Quit YELLING at Your Kids!

Angry Woman yelling

Have you ever been in public and overheard a parent yelling at a child? It makes me cringe, and my heart aches for the child. Maybe you’ve been that parent who feels overwhelmed, and your anger erupts into yelling. Let’s be honest, parenting can be really hard sometimes, and I’d wager to guess that most of us have yelled at our kids occasionally. Parenting takes you to greatest highs of emotions, but it can also take you to places of more extreme frustration and anger than you thought possible. You’re not the only parent who has ever yelled at their kids, but if it’s a pattern, please know that it is possible to find an alternative.

My father was the sweetest, most nurturing dad 95% of the time, but when he lost his temper, he could yell with the best of them. I was a sensitive kid, and it positively terrified me. It’s often a model of parenting handed down from generation to generation. If you saw your parents yell when things got to be too much, you assume that’s the way adults handle anger. When I became a parent, I knew that was a pattern I didn’t want to carry into the next generation.

My dad didn’t yell very often, but when he did, I was scared of him. He was supposed to be the rock of stability, but his anger made me feel insecure, and I wanted to distance myself from him. Research shows that kids who are yelled at frequently have more of a tendency toward depression, anxiety, and aggression. If yelling is a constant noise in their head, a child tends to tune a parent’s voice out completely. It’s not emotionally or physically healthy for a child to constantly remain in fight or flight state.

Strategies to Help Curb Yelling

Knowing the facts about the negative effects of yelling is a good start. It’s also useful to have a plan to know what to do when you feel your emotions bubbling up to the surface. Here are a few strategies to deal with your anger and frustration instead of yelling.

Give yourself a timeout.

On one occasion, I had to stand on the porch and count to ten before I regained my composure and could go back in to handle the situation a little calmer. It might help to splash your face with cold water, run around the block, or call a friend. Have a plan so you’ll be prepared when you feel your anger rising.

Know your triggers and prepare.

Is it the time between getting home from work and dinner when everyone (including you) starts to have a meltdown?

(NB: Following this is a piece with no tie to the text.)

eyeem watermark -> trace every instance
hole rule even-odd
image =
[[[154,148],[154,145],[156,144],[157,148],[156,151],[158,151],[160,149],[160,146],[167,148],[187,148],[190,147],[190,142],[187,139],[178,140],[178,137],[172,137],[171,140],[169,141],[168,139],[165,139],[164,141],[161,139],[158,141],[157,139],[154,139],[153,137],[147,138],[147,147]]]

Maybe you can find a strategy that gets you through that stressful period, like scheduling the kids thirty minutes of screen time while you unwind?

For me, bedtime was a trigger. My solution was to adopt a strict bedtime routine. After an adjustment period, my kids knew what to expect and seemed to accept bedtime instead of fighting it. Knowing the end of the day was close kept me hanging on just a few more minutes, dreaming about the Snickers bar and good book waiting for me.

Read about appropriate developmental behaviors for your child’s age.

Sometimes we expect something our child isn’t capable of doing, which leads to frustration. Knowing a two-year-old isn’t having a potty accident because they’re being difficult, but because that’s what two-year-olds do, can help us stay calm.

Sometimes it’s about us, not them.

If you don’t get a good night’s sleep or have work problems or marriage struggles, those factors can affect the ability to control your temper. One evening, during bath time, my two- and three-year-old daughters were just doing what two toddlers do in the bathtub: being rambunctious. I was in the middle of a stressful divorce from their dad, and I yelled at them. I will never forget the shock and fear on their little faces. My anger wasn’t even about them, which leads me to the next point.

We aren’t perfect, and that’s ok.

If you yell at your kids, find a quiet moment and apologize. Depending on their age, you may offer a simple explanation that you were having a bad day and you are sorry you lost control and yelled. Follow up with this powerful question, “Will you please forgive me?”

Consider seeing a therapist.

If you feel like your yelling is coming from a place of more profound issues or has become something that feels like something you can no longer control, please see a therapist who can help.

There are times yelling is the correct choice. If your child is about to run into a busy street, try out their flying ability by jumping off the roof, or attempting to hit their little brother over the head with a metal toy truck, then yell! Otherwise, try to find an alternative.

The only perfect parents are the ones who haven’t had kids yet. Kids don’t require perfect parents. But they do need parents who are open to learning new skills to express their emotions in a healthier way. Do what it takes to create a better pattern of effective parenting techniques and strategies. Break the generational cycle of yelling. Someday your grandchildren will thank you.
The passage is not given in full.